A proposta exige mais do que a simples desvinculação das despesas da União. O Orçamento é tremendamente rígido. Tem, por exemplo, de reservar 18% da arrecadação líquida para despesas com Educação e o aumento das despesas com Saúde deve ser equivalente ao aumento do PIB. Sobram menos de 20% para as despesas livres.

"Se a decisão for adotar o déficit nominal zero, não bastará garantir a desvinculação. Só as despesas com pessoal do Ministério da Educação são superiores a 18% da arrecadação líquida. Será preciso cortar implacavelmente as despesas", adverte o especialista em Administração Pública Raul Velloso.

A desvinculação das despesas da União e o que a acompanhe só podem ser feitos por meio de reforma da Constituição, o que exige quórum qualificado, aprovação com dois terços dos votos e duas votações em cada Casa do Congresso. Além disso, pressupõem regulamentação (lei complementar), a ser aprovada também com quórum qualificado e tal.

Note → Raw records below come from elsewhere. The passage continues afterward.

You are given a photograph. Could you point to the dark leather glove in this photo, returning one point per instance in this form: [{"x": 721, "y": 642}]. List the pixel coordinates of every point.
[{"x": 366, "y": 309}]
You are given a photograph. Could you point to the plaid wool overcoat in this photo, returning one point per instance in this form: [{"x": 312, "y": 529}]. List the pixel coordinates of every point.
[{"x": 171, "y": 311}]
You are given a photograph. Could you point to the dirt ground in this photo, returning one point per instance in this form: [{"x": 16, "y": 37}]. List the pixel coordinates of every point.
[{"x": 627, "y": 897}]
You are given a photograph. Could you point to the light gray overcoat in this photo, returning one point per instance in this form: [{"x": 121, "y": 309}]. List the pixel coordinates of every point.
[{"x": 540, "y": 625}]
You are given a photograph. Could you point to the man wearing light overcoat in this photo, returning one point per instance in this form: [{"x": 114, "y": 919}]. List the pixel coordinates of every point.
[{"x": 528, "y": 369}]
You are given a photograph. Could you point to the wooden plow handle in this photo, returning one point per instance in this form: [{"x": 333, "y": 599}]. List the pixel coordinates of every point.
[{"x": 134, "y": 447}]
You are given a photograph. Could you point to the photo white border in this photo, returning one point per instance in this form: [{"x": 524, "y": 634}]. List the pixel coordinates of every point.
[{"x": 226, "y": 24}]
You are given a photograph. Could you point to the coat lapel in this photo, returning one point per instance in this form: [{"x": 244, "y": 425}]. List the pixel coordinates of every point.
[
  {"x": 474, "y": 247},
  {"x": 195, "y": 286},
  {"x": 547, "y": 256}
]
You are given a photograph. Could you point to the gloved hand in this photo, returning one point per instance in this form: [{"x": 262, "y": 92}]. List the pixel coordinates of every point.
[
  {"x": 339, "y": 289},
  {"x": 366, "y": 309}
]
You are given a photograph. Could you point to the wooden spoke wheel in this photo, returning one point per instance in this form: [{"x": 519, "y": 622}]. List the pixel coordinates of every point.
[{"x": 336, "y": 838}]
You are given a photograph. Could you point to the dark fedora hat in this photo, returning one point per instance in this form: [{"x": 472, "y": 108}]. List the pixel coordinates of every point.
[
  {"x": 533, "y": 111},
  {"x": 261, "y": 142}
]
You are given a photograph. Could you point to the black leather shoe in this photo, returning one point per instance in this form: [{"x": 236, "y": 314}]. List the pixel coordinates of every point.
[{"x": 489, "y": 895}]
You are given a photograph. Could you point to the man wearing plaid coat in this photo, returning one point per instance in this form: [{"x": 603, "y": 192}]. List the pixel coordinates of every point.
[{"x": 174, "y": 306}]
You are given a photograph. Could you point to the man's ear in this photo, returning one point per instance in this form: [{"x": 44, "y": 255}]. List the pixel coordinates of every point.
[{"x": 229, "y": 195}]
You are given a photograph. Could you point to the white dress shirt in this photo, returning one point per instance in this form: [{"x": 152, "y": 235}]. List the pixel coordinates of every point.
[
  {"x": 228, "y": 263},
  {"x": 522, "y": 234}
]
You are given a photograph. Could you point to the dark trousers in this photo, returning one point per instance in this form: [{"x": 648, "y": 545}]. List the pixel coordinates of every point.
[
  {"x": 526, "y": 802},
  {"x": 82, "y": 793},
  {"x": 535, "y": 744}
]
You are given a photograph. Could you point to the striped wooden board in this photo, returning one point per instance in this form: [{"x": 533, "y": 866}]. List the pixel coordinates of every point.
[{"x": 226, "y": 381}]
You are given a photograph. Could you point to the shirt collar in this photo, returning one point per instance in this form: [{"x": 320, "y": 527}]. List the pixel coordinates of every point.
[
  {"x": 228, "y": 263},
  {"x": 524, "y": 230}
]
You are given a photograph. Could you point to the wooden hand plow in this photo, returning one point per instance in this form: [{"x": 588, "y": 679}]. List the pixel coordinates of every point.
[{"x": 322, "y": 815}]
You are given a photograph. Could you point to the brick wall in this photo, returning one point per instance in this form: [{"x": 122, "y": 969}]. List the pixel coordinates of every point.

E aí mergulhamos na intrincada questão de poder. Para que a idéia passe, será preciso uma imensa costura política, justamente no momento da maior crise do governo Lula, e a aprovação de medidas impopulares às vésperas das eleições. É substituir o programa Fome Zero por uma rigorosa ortodoxia na política econômica, sem poder dar a desculpa de que foi imposição do FMI.

Isso parece definir que a nova meta fiscal (déficit nominal zero) não pode ser incorporada ao Orçamento de 2006, por falta de tempo para tramitação da reforma. E, assim, dificilmente a idéia poderá ser executada no primeiro mandato do presidente Lula, observa Raul Velloso. E, se extrapolar para a administração que começa em 2007, será preciso saber até que ponto fará parte dos compromissos do governo seguinte, que pode ser liderado por outro presidente.

Em todo o caso, é um bom sinal que esse tema esteja sendo discutido agora.